Vet Tech program to study health of cats treated with radioiodine
By Angela Espinoza, News Editor
The Douglas College Veterinary Technology (Vet Tech) program is introducing a research study focussing on hyperthyroidism in cats. Hyperthyroidism, or an overactive thyroid, typically affects the thyroid glands in the necks of middle-aged to older cats.
Hyperthyroidism in cats causes excessive amounts of thyroid hormones to be produced, which results in heart and additional organ complications. The disease is commonly controlled with medication but can be cured using radioiodine, commonly referred to as I-131. The research project will be focussing primarily on radioiodine treatments.
Heading the study will be Vet Tech instructor Jennifer Wakeling, a veterinarian with a PhD in feline hyperthyroidism. “I wanted to put together a research project,” said Wakeling. “We have one of the biggest radioiodine units for cats in Canada here in the Lower Mainland, which is North West Nuclear Medicine. They treat [around] 250 to 300 cats per year.”
Wakeling co-created the project with Dr. Teresa Hall, owner and operator of North West Nuclear Medicine, located in Vancouver. Funding for the research project was provided by the Natural Sciences and Engineering Research Council of Canada (NSERC), which allotted $67,000 to be spent over a three-year period. Additionally, IDEXX Laboratories will provide lab testing valued in the tens of thousands of dollars for the project at no charge.

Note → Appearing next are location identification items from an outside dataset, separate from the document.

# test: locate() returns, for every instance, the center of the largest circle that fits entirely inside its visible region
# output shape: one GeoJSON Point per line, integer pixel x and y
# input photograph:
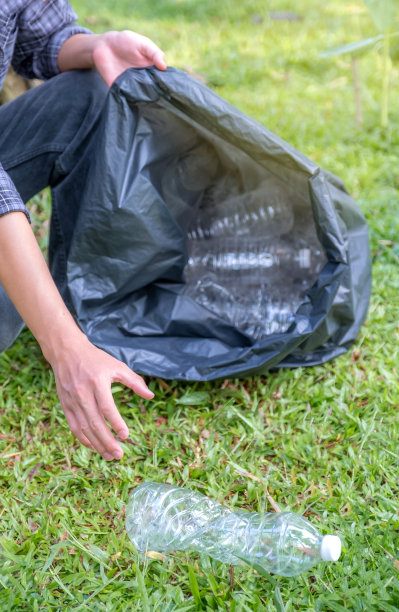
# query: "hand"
{"type": "Point", "coordinates": [115, 52]}
{"type": "Point", "coordinates": [83, 375]}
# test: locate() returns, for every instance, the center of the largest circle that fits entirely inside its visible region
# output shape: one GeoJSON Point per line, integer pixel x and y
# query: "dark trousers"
{"type": "Point", "coordinates": [47, 138]}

“We’re looking at different parameters for health including thyroid and kidney health,” said Wakeling. “Most of what we’re doing is routine stuff that any cat would have done on an annual basis if they were to have a really thorough checkup … taking blood, taking urine, checking blood pressure, those kinds of things.”
According to a Douglas College press release, “Wakeling estimates around 100,000 cats over eight-years-old are diagnosed with or treated for hypothyroidism in Canada each year.” Over 100 cats will be examined for the project on and off campus, with some research taking place at Coquitlam-based vet clinics.

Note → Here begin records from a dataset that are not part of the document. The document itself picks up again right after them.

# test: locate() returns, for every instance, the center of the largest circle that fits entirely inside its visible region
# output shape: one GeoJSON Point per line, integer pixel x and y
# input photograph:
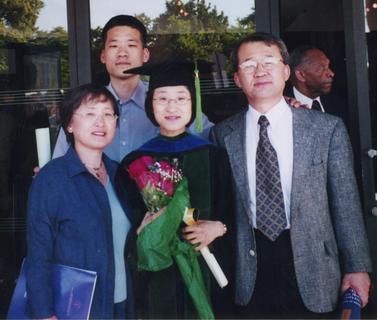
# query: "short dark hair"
{"type": "Point", "coordinates": [76, 97]}
{"type": "Point", "coordinates": [297, 57]}
{"type": "Point", "coordinates": [125, 20]}
{"type": "Point", "coordinates": [149, 106]}
{"type": "Point", "coordinates": [267, 38]}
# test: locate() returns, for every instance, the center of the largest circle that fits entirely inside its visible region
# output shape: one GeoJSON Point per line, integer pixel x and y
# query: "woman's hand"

With 30 students per year admitted to the Douglas College Vet Tech two-year diploma program, Wakeling adds that some students will be involved in the project. “I’m hoping to involve both first- and second-years in the project, probably four to six students each year. So there could be up to 18 or 20 students involved over the three-year term.”
The I-131 feline wellness project will begin in the winter 2015 semester. The Vet Tech program runs at the David Lam campus in Coquitlam. Students with an interest in animals and veterinary work are encouraged to apply to the Vet Tech program, however, program space is limited.